Agudat Yisrael’s political leadership convened on Wednesday evening to discuss its options in the week remaining until the budget is expected to pass. If necessary, the party will convene its Council of Torah Sages to decide whether or not to support the budget.
Judicial reform negotiations advancing, as per reports
A number of reports emerged on Wednesday morning that the teams negotiating the government’s judicial reforms were nearing agreements on two issues – the “reasonableness clause” and the status of legal advisers in government ministries.
According to the report, these came in addition to agreements reached weeks ago about mechanisms for legislating Basic Laws and for the necessary criteria for the High Court to strike down a law. Yediot Aharonot’s Nadav Eyal reported that a deal was offered to the opposition, in which they would announce the agreements in exchange for a pledge to push off all judicial reform legislation by half a year.
Both National Unity and Yesh Atid denied the reports.
“There are no agreements at the President’s Residence; there are still gaps on all subjects,” National Unity said. “In any case there will be no agreements until a solution is presented regarding the Judicial Selection Committee that will ensure that there will be no politicization in judicial appointments and in the judicial system in general.”
Yesh Atid said that “we committed ourselves to safeguard democracy and the High Court of Justice’s independence, and we will not give this up for any price. Until the Judicial Selection Committee is convened and the court’s independence is secured, all of the rumors about concessions and agreements are tendentious and unnecessary leaks.”
Maariv also quoted sources in the coalition as saying that whatever agreements are made must pass into law by the end of the Knesset’s summer session on July 31, meaning that the coalition would also not agree to a half-year delay.
In other news, Hadash-Ta’al chairman Ayman Odeh announced his retirement from political life in a video message released on his social media on Tuesday night.
“Thank you all from the bottom of my heart,” he wrote on Facebook. “I have decided not to run for the next term of the Knesset. I will seek with you to build the largest unit based on the political program that brought us to 15 seats [in 2020], to our collective and true sense of power. Thank you, thank you all for every moment of the last eight years.”

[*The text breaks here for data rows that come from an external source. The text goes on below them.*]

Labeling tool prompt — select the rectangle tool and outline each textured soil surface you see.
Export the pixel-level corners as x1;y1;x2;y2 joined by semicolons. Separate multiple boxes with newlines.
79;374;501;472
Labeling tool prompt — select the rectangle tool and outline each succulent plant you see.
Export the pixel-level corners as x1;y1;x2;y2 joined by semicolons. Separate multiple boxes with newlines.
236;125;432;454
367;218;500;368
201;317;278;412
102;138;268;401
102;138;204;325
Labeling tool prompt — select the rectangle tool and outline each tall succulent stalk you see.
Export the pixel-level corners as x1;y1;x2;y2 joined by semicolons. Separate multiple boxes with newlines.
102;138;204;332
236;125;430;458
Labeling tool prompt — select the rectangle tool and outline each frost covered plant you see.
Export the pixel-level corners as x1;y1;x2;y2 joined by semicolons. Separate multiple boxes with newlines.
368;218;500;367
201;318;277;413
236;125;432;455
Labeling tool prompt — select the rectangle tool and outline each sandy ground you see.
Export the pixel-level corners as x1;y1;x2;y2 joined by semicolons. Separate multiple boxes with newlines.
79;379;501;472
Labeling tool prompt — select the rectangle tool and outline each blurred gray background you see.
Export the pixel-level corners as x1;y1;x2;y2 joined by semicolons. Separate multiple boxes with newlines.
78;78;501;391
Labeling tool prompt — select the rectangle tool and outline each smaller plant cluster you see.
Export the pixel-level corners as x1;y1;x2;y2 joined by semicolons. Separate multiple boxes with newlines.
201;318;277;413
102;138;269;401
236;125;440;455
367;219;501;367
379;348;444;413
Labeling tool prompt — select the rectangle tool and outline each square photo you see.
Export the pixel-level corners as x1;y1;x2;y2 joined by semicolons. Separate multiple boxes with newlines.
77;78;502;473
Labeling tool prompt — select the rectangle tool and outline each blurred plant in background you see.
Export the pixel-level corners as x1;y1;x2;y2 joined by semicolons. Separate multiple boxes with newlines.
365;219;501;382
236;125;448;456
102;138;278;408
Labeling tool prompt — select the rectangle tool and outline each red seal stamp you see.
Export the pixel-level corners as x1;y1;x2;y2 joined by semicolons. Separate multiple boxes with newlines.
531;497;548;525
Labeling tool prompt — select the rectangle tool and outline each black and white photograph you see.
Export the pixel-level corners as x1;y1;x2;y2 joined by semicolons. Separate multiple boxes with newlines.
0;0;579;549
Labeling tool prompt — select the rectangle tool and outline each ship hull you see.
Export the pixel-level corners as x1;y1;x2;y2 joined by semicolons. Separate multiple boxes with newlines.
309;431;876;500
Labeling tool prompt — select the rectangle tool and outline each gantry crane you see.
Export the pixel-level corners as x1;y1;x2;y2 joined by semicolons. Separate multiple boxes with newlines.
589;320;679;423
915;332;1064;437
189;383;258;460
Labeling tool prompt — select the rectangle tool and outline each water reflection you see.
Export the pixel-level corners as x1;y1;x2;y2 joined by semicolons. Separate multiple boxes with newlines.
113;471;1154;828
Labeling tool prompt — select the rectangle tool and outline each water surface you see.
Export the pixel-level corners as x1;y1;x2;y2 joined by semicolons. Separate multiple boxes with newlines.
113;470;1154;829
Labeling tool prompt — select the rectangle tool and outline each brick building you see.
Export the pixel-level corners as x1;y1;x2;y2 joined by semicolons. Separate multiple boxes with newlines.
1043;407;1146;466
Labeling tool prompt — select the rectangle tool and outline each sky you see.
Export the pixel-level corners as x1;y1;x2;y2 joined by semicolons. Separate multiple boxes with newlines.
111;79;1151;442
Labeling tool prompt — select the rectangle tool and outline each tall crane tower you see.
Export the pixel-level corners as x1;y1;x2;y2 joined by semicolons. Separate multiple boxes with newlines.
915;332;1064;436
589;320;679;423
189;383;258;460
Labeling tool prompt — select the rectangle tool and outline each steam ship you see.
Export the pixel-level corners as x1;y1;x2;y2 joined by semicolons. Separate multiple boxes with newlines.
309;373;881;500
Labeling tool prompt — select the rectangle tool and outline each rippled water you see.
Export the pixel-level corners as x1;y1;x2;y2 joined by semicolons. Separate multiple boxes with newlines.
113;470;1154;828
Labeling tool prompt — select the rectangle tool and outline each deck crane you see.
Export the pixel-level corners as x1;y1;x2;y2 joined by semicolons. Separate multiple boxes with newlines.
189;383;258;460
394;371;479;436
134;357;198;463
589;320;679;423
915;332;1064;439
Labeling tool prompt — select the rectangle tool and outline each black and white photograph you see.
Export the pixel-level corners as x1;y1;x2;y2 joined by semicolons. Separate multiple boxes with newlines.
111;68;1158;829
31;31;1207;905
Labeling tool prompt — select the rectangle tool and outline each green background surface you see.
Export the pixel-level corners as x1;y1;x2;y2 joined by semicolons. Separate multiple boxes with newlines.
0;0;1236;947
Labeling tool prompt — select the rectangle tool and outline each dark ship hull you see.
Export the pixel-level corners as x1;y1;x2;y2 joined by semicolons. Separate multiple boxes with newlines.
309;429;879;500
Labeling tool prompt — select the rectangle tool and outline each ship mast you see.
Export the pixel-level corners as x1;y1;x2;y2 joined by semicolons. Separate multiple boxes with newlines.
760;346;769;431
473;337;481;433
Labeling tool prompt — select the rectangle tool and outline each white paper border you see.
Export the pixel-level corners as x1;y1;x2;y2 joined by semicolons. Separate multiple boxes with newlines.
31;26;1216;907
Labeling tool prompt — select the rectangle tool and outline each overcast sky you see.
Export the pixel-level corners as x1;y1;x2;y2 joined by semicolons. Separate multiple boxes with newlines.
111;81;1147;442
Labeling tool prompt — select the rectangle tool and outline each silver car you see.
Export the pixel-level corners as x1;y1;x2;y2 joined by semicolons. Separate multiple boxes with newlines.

Sources close to Odeh told Maariv that “he wants to bring in new blood and refresh the political landscape.”
“He understands that there is currently no possibility of uniting the Arab parties... so he is taking action and making room [for new people],” the sources said.
Odeh is credited with founding the Joint List, a conglomeration of Arab parties that landed a record 15 seats in the 2020 Knesset.